Carlos Starling

Destruição da Amazônia aumenta risco de epidemias, alerta médico que atuou no comitê contra Covid

Médico acaba de lançar o livro “O tempo sem tempo”, com histórias que escreveu durante a pandemia

Pedro Santos*
pedro.sousa@hojeemdia.com.br
30/10/2023 às 07:47.
Atualizado em 30/10/2023 às 07:53
Formado há 41 anos na UFMG, ele também é pesquisador e trabalhou em vários hospitais de BH (Divulgação)

Formado há 41 anos na UFMG, ele também é pesquisador e trabalhou em vários hospitais de BH (Divulgação)

O desequilíbrio ambiental na Amazônia, maior floresta tropical do mundo que sofre com queimadas e desmatamento há décadas, pode provocar no futuro novas epidemias, aumento os riscos à saúde da população. A análise é do renomado infectologista Carlos Starling, que atuou ao lado de outros profissionais no extinto Comitê de Enfrentamento à Covid, em BH.

“O descontrole ecológico é um problema grave que nos coloca em risco”, analisa o médico, formado há 41 anos na UFMG. Também pesquisador e com atuação nos hospitais Vera Cruz, Felício Rocho, Lifecenter, Baleia, São Francisco de Assis e na rede Fhemig – onde ficou 35 anos –, Starling acaba de lançar um livro com histórias que escreveu durante a pandemia.
 
Além da produção da obra “O tempo sem tempo”, e da preocupação com a Amazônia, o infectologista falou sobre o combate às fake news, coronavírus, vacinação, dentre outros assuntos. Confira e entrevista.

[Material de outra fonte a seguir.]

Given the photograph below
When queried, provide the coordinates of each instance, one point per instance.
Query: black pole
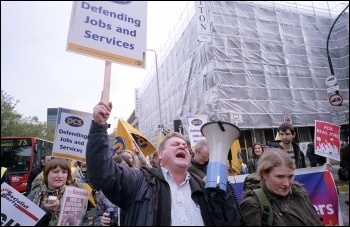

Como surgiu a ideia do livro? Quanto tempo o senhor levou para produzir e o que os leitores vão encontrar nas páginas?
Eu já escrevo há muitos anos. Durante o período mais crítico da pandemia, algumas dessas crônicas foram selecionadas pelo curador da Autêntica (editora). Então esse livro é um resumo desse período e que foram selecionadas pelo Chico Mendonça (jornalista). Nem sempre são crônicas tristes, tem várias engraçadas. Fui escrevendo aos poucos, os textos foram trabalhados num período de seis meses. Esse livro é um resumo do que nós vivemos, e o título foi dado pela Lilia Schwarcz (historiadora e antropóloga). É um tempo que você não sabia o que iria acontecer, um hiato na nossa existência, o tempo que não acaba, que parecia infinito para todos nós.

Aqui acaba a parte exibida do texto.